Lauryn Hill, Andra Day Perform Moving Nina Simone Medley at Rock and Roll Hall of Fame

Andra Day and Lauryn Hill paid tribute to Nina Simone with an emotional medley – including “I Wish I Knew How It Would Feel to Be Free,” “I Put a Spell on You,” “Feeling Good” and more – at the Rock and Roll Hall of Fame induction ceremony in Cleveland on Saturday. Earlier in the evening, Simone had been welcomed into the institution.

There are many sides to Simone’s impressive catalog, and Day and Hill tried to show as many as possible during her performance in Cleveland. Day began the medley with an uplifting rendition of the hopeful Civil Rights Movement anthem “I Wish I Knew How It Would Feel to Be Free,” which Simone recorded in 1967. She then pivoted to strike a very different tone with “I Put a Spell on You,” a maniacal Screamin’ Jay Hawkins track that Simone made her own hit in 1969. Day was backed by the Roots, with guitarist Captain Kirk ratcheting up the tension during “I Put a Spell on You” with an incendiary solo.

Hill handled the second half of the performance, tackling the devastating ballad “Ne Me Quitte Pas” before putting a contemporary spin on the old folk song “Black Is the Color of My True Love’s Hair” with some nimble rapping. Hill finished with an electrifying rendition of “Feeling Good,” ending the Simone tribute on a hopeful note: “It’s a new dawn/ It’s a new day/ It’s a new life for me.”

Simone has been eligible to join the Rock Hall since 1986. She was first nominated this year, and Mary J. Blige – who was once slated to portray her in a biopic – did the honors of formally inducting the late jazz, blues and R&B singer. Simone died in 2003 at her home in France after a battle with breast cancer.

Day previously paid tribute to the singer in 2015 when she sang a stirring rendition of “Mississippi Goddam” for the tribute album Nina Revisited. She also sang the song at the 2017 “Grammy Salute to Music Legends.” Nina Revisited also included numerous Simone covers from Hill.
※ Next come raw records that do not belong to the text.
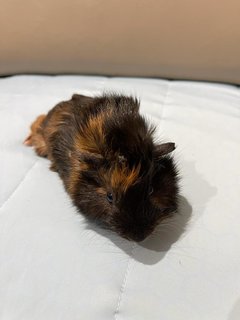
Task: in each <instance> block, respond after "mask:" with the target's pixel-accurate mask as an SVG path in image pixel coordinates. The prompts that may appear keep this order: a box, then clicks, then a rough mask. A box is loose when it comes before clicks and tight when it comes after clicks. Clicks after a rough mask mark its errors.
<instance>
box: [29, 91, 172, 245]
mask: <svg viewBox="0 0 240 320" xmlns="http://www.w3.org/2000/svg"><path fill="white" fill-rule="evenodd" d="M139 105H140V103H139V101H138V100H137V99H136V98H134V97H131V96H125V95H117V94H105V95H102V96H96V97H87V96H83V95H79V94H74V95H73V96H72V99H71V100H69V101H63V102H60V103H59V104H57V105H56V106H55V107H54V108H53V109H52V110H50V111H49V112H48V114H47V115H41V116H39V117H38V118H37V119H36V120H35V122H34V123H33V124H32V126H31V133H30V135H29V136H28V137H27V138H26V140H25V142H24V143H25V144H26V145H28V146H33V147H34V148H35V151H36V153H37V154H38V155H39V156H42V157H47V158H48V159H49V160H50V161H51V167H50V168H51V169H52V170H54V171H56V172H57V173H58V174H59V176H60V178H61V179H62V181H63V183H64V186H65V189H66V191H67V192H68V194H69V195H70V197H71V199H72V201H73V203H74V205H75V206H76V207H77V209H78V210H79V211H80V212H81V213H82V214H84V215H85V217H87V218H88V219H90V220H94V221H96V222H97V223H99V224H100V225H101V226H103V227H105V228H108V229H110V230H112V231H114V232H116V233H118V234H119V235H120V236H122V237H124V238H126V239H128V240H133V241H142V240H144V239H145V238H146V237H147V236H148V235H150V234H151V233H152V232H153V230H154V229H155V228H156V226H157V225H158V224H159V223H160V222H161V221H162V220H163V219H166V218H168V217H170V216H171V215H172V214H173V213H174V212H176V210H177V198H178V175H177V169H176V165H175V164H174V161H173V158H172V156H170V155H169V154H170V153H171V152H172V151H173V150H174V149H175V144H174V143H171V142H168V143H161V144H160V143H156V142H155V139H154V131H155V127H154V126H153V125H152V124H150V123H149V121H147V120H146V119H145V118H144V117H143V116H142V115H140V113H139Z"/></svg>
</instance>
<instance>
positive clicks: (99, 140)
mask: <svg viewBox="0 0 240 320" xmlns="http://www.w3.org/2000/svg"><path fill="white" fill-rule="evenodd" d="M105 117H106V115H105V114H103V113H99V114H98V115H97V116H95V117H91V118H89V121H88V123H87V125H86V126H84V128H83V130H82V133H81V134H78V135H77V136H76V139H75V148H76V149H77V150H78V151H80V152H89V153H95V154H100V153H101V146H103V145H104V142H105V135H104V132H103V122H104V118H105Z"/></svg>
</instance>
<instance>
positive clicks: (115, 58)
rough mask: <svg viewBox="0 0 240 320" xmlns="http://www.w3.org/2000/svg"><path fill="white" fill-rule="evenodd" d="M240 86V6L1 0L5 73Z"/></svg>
mask: <svg viewBox="0 0 240 320" xmlns="http://www.w3.org/2000/svg"><path fill="white" fill-rule="evenodd" d="M27 72H33V73H92V74H108V75H133V76H135V75H136V76H159V77H168V78H181V79H195V80H213V81H223V82H232V83H240V0H228V1H227V0H225V1H223V0H155V1H154V0H145V1H142V0H109V1H107V0H69V1H68V0H65V1H63V0H58V1H57V0H38V1H37V0H22V1H19V0H9V1H7V0H5V1H3V0H0V74H2V75H4V74H12V73H27Z"/></svg>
Simone’s music has had a profound impact on Day’s life. “First of all, it started with her voice,” Day told Grammy.com last year. “I first heard ‘I Put A Spell on You.’ When I first heard her voice kind of creep through the radio, it was such a different sound. And her note choice was different, her phrasing was different. Between her and Billie Holiday, that was my introduction into jazz music.”

At the time, she also explained why she enjoyed singing “Mississippi Goddam” so much. “The reason that I choose that song always is because it was a fight song for Nina,” she said. “It ended up being an incredible anthem. She really rebelled against people who advised her against doing music like that. She was willing to say what was important at the time to the detriment of her own career. To me, that’s the definition of an artist.”